With a prologue that's bound to get your rapt attention as twenty-five British scientists disappear from Mount Hobb station, it doesn't take long until you're in the middle of a lot of gut-twisting action, beginning at US/NSF station Polar Clime. It starts when a helicopter crashes from nearby Colony Station, a top secret, hush-hush area "with armed guards and motion detectors," like "Area 51 or something" where "they had to keep people away." Teams from Polar Clime are sent to the crash site, and right away one of the men, Slim, notices something odd about the crash itself. Trying to extricate bodies from the wreckage, Slim happens to see something under a tarp, which right away, his friend Coyle realizes is "more than just a charred body...Something bad." It isn't long until the "spooks" from Colony Station appear; their leader, Dayton orders the Polar Clime teams to leave. Coyle realizes something's off -- and not just with the crash. As he notes:
"The whole scenario was spooky and strange. First Mount Hobb and then this crash and now Dayton with his James Bond shit."But "spooky and strange" will turn out to be an understatement. After returning to Polar Clime, Coyle decides he'll join some of the others in viewing a live NASA feed of the historic landing of the Cassini 3 spacecraft as it lands on Jupiter's moon Callisto. As they're watching, the craft's camera records "a series of interconnected megaliths" that will set off a chain of events that will eventually affect the entire world as we know it. Add to this horrific occasion a number of strange doings at the NOAA Field Lab Polaris and Emperor Ice Station on the Beardmore Glacier, and it will be all Coyle and his companions can do to maintain their sanity and stay alive in the process.

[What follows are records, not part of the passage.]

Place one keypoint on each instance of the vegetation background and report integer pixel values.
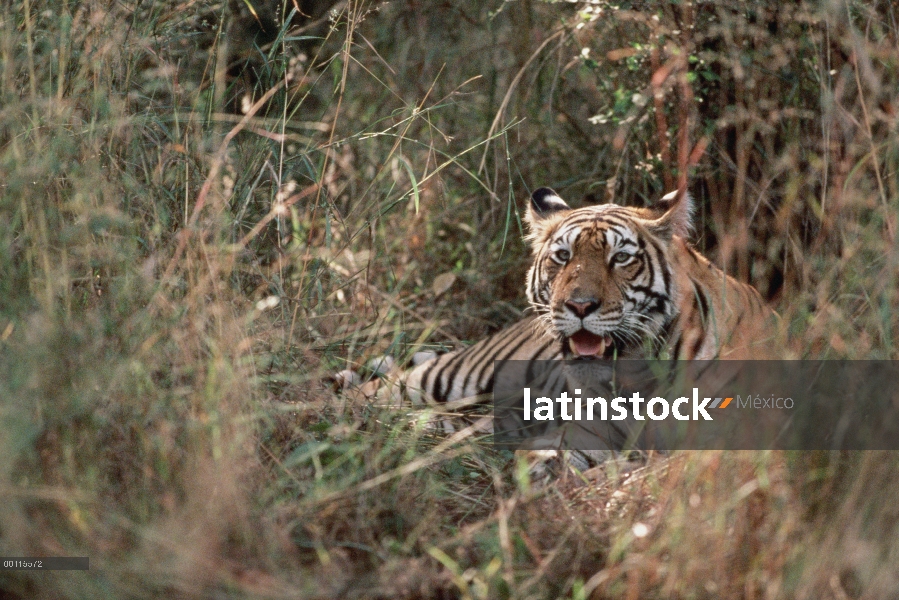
(207, 207)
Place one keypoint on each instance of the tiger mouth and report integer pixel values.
(587, 345)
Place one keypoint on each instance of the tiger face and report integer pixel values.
(601, 277)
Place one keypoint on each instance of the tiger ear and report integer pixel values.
(545, 204)
(676, 210)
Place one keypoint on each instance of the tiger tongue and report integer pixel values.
(584, 343)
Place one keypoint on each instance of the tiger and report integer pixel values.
(608, 282)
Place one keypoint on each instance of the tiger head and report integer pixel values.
(602, 278)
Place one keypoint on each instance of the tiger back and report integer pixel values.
(607, 282)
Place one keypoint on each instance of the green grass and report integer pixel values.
(177, 280)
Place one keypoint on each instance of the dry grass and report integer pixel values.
(177, 277)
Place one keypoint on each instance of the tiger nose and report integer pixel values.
(582, 307)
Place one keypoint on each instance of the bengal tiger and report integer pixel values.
(607, 282)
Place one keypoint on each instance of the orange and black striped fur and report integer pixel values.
(611, 281)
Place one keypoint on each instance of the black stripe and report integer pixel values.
(517, 335)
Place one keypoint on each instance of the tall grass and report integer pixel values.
(197, 226)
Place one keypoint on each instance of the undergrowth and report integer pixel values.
(209, 207)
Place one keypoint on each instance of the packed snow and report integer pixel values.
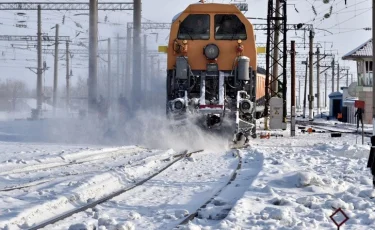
(284, 183)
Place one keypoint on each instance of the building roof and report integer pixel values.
(362, 51)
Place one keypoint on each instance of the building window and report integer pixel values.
(229, 27)
(195, 27)
(368, 66)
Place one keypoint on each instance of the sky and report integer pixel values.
(346, 23)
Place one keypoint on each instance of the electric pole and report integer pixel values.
(144, 77)
(293, 91)
(311, 64)
(56, 68)
(128, 60)
(109, 71)
(325, 91)
(67, 77)
(333, 74)
(305, 93)
(137, 56)
(118, 87)
(39, 86)
(275, 70)
(93, 51)
(299, 94)
(373, 67)
(347, 78)
(338, 77)
(318, 80)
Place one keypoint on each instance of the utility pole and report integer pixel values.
(347, 78)
(137, 56)
(333, 74)
(338, 77)
(56, 68)
(285, 57)
(67, 77)
(325, 90)
(144, 77)
(311, 64)
(305, 93)
(39, 70)
(118, 87)
(109, 71)
(318, 80)
(299, 94)
(128, 61)
(293, 90)
(158, 74)
(373, 67)
(275, 70)
(93, 51)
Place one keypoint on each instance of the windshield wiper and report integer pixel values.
(187, 31)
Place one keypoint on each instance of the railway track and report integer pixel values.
(53, 220)
(46, 179)
(211, 199)
(332, 128)
(82, 161)
(78, 161)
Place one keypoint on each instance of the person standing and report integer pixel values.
(359, 115)
(371, 160)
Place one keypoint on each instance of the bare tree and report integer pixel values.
(11, 90)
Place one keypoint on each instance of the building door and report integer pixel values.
(336, 107)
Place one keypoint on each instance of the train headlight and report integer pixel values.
(211, 51)
(178, 105)
(246, 106)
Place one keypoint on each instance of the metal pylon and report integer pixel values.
(276, 75)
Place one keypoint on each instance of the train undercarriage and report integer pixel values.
(219, 101)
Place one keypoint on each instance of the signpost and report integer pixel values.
(360, 105)
(346, 218)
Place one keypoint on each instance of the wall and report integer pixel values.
(367, 97)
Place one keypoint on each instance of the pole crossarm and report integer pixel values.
(31, 38)
(151, 26)
(84, 51)
(298, 44)
(80, 51)
(65, 5)
(300, 26)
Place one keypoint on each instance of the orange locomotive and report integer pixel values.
(212, 68)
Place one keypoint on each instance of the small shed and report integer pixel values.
(349, 110)
(335, 104)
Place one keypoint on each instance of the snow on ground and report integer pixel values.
(284, 183)
(303, 180)
(36, 185)
(165, 200)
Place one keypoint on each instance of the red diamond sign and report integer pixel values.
(341, 221)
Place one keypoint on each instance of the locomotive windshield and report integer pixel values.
(195, 27)
(229, 27)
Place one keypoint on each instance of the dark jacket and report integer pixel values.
(359, 113)
(371, 159)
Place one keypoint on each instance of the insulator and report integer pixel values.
(314, 10)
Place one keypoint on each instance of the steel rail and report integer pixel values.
(112, 195)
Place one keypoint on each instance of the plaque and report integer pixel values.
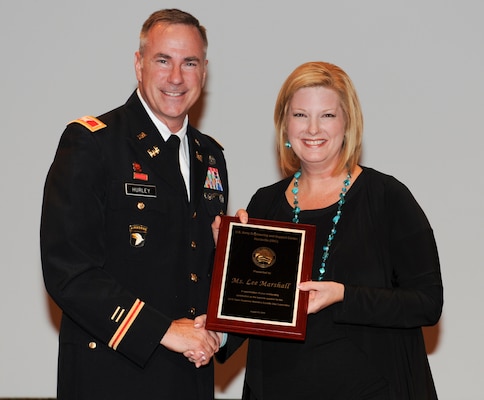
(257, 268)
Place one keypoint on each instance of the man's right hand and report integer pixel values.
(198, 345)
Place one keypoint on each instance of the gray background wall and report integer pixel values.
(418, 67)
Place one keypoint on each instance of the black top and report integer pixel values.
(371, 344)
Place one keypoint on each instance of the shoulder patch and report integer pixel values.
(91, 123)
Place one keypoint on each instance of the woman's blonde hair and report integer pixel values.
(313, 74)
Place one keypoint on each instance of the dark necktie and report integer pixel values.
(173, 152)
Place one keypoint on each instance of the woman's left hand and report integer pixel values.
(322, 294)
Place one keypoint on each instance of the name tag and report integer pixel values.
(132, 189)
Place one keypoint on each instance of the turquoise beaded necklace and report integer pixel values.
(296, 210)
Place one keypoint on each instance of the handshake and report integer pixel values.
(190, 338)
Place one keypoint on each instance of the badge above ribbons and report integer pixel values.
(137, 235)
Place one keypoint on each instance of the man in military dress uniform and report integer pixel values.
(126, 242)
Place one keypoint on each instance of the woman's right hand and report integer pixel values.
(243, 217)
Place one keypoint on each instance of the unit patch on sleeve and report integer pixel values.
(213, 181)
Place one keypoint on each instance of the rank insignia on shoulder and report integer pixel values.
(91, 123)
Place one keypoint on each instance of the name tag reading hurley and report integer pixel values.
(132, 189)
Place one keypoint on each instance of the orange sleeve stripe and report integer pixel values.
(126, 324)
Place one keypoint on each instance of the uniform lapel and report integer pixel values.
(148, 143)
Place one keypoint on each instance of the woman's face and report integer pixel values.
(316, 127)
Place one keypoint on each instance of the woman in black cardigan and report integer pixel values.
(376, 273)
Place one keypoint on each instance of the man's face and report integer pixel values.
(171, 71)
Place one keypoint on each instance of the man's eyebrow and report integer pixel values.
(186, 59)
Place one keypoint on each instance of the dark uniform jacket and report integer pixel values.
(124, 253)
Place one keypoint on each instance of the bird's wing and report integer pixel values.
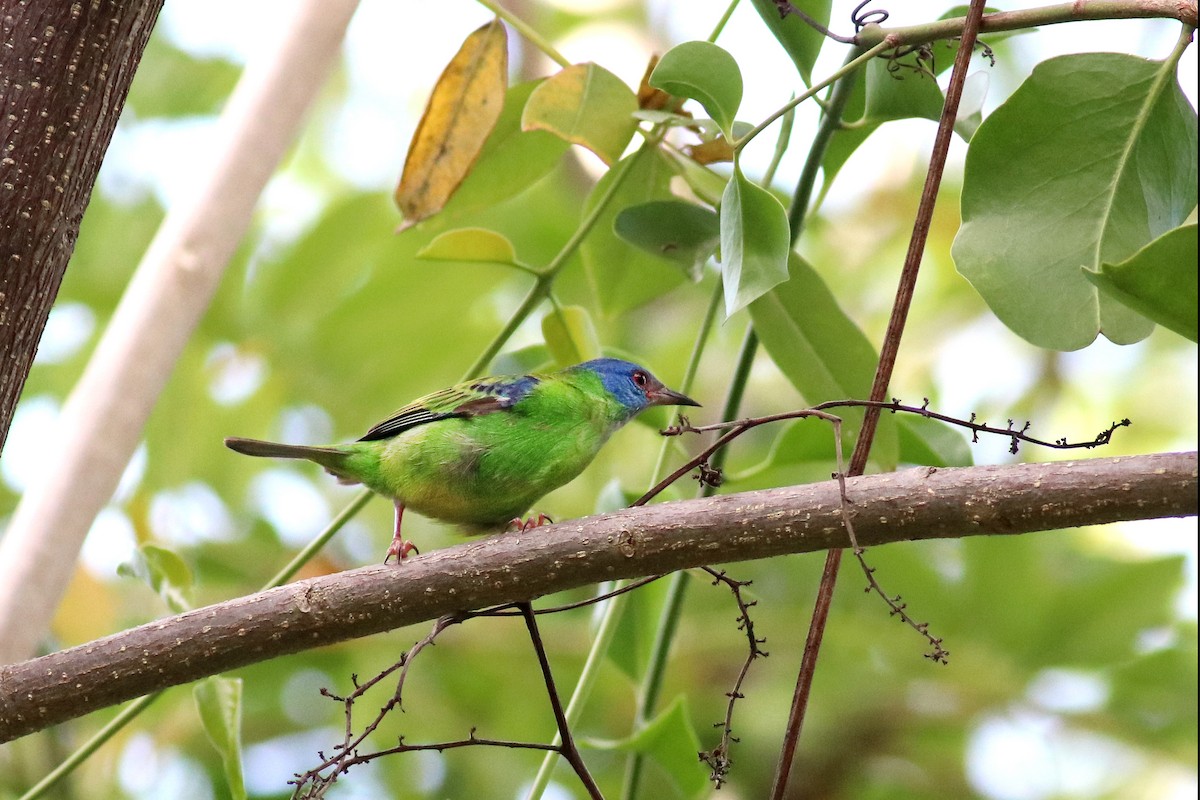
(473, 398)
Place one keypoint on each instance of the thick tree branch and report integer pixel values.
(912, 504)
(65, 70)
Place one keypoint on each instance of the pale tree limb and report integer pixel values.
(65, 72)
(913, 504)
(103, 419)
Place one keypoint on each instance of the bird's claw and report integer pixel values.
(520, 525)
(400, 548)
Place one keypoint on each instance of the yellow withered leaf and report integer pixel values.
(459, 118)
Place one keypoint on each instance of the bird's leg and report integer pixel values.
(520, 525)
(399, 547)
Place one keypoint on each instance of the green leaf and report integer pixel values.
(1092, 158)
(802, 441)
(931, 443)
(820, 349)
(801, 41)
(511, 161)
(707, 185)
(165, 572)
(219, 701)
(755, 242)
(623, 276)
(1158, 281)
(682, 232)
(532, 358)
(1147, 702)
(880, 96)
(459, 118)
(705, 72)
(471, 245)
(585, 104)
(639, 624)
(175, 83)
(570, 336)
(669, 740)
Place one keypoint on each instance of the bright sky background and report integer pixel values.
(395, 52)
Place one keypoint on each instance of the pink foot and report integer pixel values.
(520, 525)
(400, 547)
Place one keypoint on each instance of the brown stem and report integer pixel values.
(880, 386)
(568, 749)
(909, 504)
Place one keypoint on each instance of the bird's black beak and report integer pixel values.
(665, 396)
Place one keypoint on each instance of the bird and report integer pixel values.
(481, 452)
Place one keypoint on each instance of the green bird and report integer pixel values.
(483, 452)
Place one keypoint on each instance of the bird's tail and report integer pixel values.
(331, 458)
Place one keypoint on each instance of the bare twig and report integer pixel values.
(718, 758)
(880, 386)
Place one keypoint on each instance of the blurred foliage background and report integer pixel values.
(1074, 661)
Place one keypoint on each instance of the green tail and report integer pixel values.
(331, 458)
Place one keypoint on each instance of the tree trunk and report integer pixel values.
(65, 71)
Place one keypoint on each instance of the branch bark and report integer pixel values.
(65, 71)
(1029, 18)
(103, 417)
(913, 504)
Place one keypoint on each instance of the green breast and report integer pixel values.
(485, 470)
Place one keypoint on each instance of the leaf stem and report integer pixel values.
(846, 68)
(527, 31)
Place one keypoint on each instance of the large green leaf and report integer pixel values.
(624, 276)
(585, 104)
(669, 740)
(819, 348)
(163, 571)
(570, 336)
(755, 242)
(219, 701)
(886, 90)
(705, 72)
(511, 158)
(799, 40)
(472, 245)
(1087, 162)
(1158, 281)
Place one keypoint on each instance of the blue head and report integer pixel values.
(634, 386)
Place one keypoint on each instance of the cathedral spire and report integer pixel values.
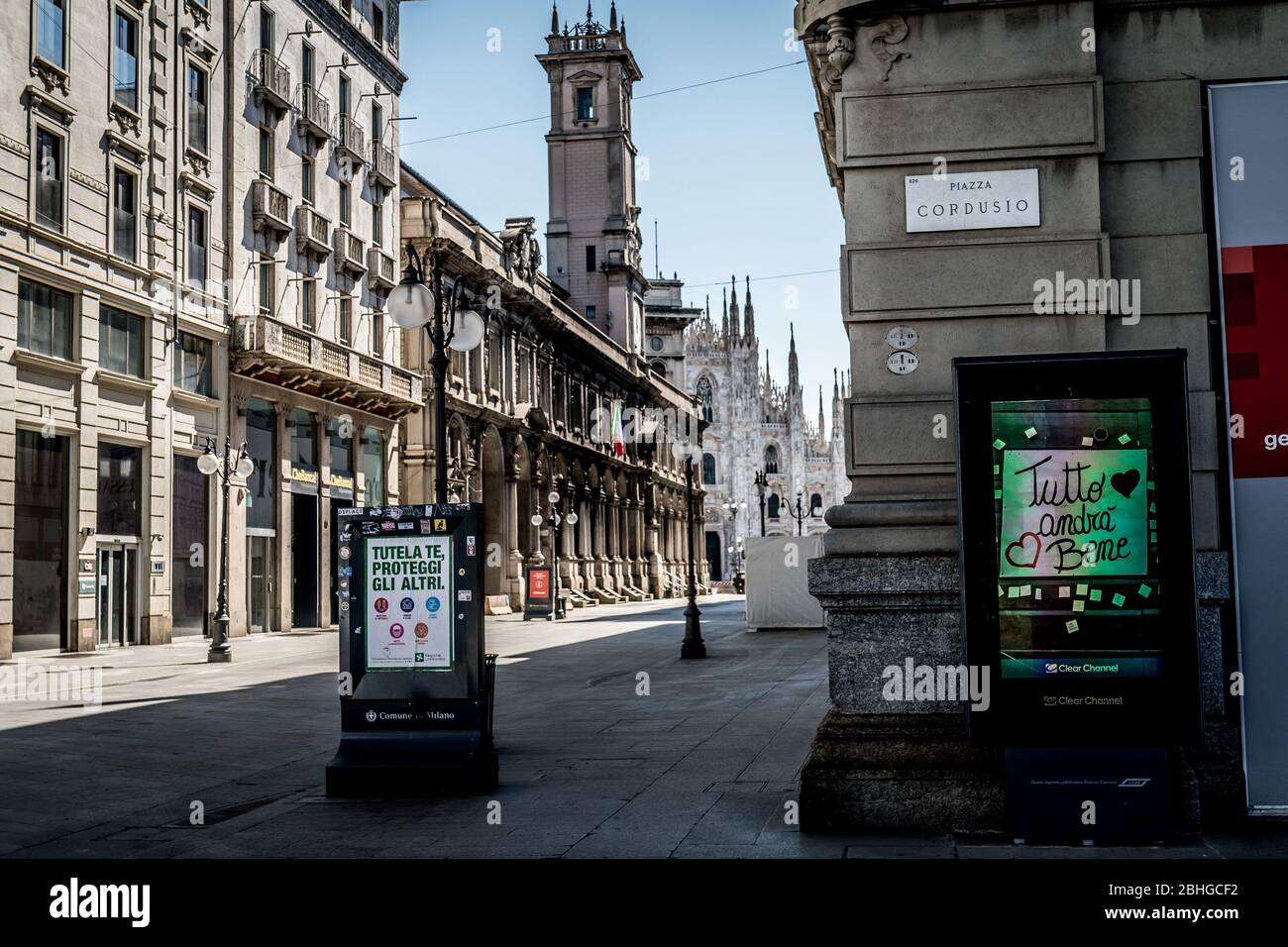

The tension builds from the novel's beginning and rarely lets up. The chapters are short, the action moves around from place to place but never lingers too long in one spot, keeping the reader hooked. Once again, as in Hive, Curran builds on the work of Lovecraft without copying his tone or style, letting his own writer voice come through. Thematically, one of the main themes reveals that in their zeal to maintain secrecy, the government and other powers that be keep too many secrets and ignore lessons from the past that probably should have been heeded -- in this case, to the detriment of the world's population. Once again though the characters seem a little bit too pat, often bordering on stereotypical; the whole us vs. them (the common man vs. the government and the scientists) is also very obvious. Also, while the story moves along at a good pace, Curran sometimes spends a little too much time with his characters pondering what all of this means. However, I enjoyed The Spawning much more than its predecessor -- and the cliffhanger ending left me wanting much more. So come on, Tim Curran -- it's been four years already -- time for the next installment!